A total of 232 subjects with RRMS were enrolled in the study. There was a clear separation from placebo on the cumulative number of new gadolinium-enhancing lesions (active brain lesions) over a period of 12 weeks in subjects treated with all doses of ofatumumab compared with subjects treated with placebo (P < 0.001).

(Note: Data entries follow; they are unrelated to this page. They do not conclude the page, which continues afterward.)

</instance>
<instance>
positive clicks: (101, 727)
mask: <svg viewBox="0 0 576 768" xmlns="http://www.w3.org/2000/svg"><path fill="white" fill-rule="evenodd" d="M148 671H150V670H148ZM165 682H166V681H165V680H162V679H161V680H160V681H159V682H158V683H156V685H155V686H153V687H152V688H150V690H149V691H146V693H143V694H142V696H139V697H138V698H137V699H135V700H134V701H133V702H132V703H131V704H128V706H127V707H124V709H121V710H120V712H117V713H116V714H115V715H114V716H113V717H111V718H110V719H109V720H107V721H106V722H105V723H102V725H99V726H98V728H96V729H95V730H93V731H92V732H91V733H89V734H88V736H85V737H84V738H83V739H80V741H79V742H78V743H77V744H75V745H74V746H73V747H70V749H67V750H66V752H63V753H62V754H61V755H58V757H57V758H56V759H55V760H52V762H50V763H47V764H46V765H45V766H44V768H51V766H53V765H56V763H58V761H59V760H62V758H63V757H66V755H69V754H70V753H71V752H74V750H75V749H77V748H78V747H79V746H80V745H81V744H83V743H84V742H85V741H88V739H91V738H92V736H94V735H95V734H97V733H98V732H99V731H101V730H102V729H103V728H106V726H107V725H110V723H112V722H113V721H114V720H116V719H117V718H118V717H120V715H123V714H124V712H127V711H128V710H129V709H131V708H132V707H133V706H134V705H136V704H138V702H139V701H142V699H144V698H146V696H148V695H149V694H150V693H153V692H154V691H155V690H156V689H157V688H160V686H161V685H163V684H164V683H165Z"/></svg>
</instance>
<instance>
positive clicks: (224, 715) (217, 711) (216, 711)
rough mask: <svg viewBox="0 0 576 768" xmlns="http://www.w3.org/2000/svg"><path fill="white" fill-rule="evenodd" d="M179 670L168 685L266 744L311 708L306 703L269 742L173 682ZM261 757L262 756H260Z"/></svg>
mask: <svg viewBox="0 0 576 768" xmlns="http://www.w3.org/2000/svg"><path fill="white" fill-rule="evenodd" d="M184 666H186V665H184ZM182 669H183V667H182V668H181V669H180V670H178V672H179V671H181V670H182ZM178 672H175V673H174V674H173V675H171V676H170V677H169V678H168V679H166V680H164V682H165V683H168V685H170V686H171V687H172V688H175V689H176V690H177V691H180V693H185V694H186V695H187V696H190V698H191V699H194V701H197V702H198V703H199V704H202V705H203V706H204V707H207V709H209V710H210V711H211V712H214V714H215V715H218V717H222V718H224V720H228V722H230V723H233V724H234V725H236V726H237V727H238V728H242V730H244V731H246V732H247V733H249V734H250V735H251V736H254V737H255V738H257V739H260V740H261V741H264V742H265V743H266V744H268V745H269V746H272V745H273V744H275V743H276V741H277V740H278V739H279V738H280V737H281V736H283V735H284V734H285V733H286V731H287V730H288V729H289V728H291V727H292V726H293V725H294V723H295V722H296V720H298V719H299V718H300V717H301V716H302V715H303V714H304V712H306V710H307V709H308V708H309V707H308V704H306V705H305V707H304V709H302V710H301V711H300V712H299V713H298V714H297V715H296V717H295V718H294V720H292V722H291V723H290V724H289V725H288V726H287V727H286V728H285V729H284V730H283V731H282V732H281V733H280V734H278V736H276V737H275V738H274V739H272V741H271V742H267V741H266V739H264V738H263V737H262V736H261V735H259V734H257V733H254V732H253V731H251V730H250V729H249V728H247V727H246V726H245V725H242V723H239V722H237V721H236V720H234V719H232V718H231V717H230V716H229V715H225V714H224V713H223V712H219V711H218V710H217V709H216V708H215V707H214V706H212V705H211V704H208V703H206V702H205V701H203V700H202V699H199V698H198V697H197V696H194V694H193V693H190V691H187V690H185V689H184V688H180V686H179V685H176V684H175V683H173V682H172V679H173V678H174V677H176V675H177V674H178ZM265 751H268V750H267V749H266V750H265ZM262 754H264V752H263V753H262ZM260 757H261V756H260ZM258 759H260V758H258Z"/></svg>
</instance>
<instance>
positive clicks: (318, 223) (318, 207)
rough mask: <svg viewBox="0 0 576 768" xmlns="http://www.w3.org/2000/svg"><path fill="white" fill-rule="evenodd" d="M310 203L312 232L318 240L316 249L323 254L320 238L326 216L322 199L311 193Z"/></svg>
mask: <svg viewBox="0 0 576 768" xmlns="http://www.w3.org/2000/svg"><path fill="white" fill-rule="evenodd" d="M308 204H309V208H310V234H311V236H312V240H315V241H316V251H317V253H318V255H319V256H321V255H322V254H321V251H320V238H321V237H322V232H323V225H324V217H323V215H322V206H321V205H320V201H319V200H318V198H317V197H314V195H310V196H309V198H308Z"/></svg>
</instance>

The study’s primary objective was to determine whether 3 mg, 30 mg, or 60 mg of subcutaneous ofatumumab can reduce the number of new T1-weighted gadolinium-enhancing brain lesions over 12 weeks compared with placebo in subjects with RRMS. For this endpoint, an analysis of data from weeks 0 to 12 estimated a 65% reduction in the cumulative number of new T1 gadolinium-enhancing lesions for all doses (P < 0.001). From weeks 4 to 12, analyses of data estimated a reduction of 90% or more in the cumulative number of new T1 gadolinium-enhancing lesions for all cumulative doses of ofatumumab of 30 mg or more (P < 0.001).

From weeks 0 to 12, injection-related reactions were the most common adverse events (AEs) and were observed in 52% of subjects receiving ofatumumab compared with 15% of subjects receiving placebo. Five serious AEs were reported; all of these subjects received a 60-mg dose of ofatumumab, and none of the subjects withdrew from the study.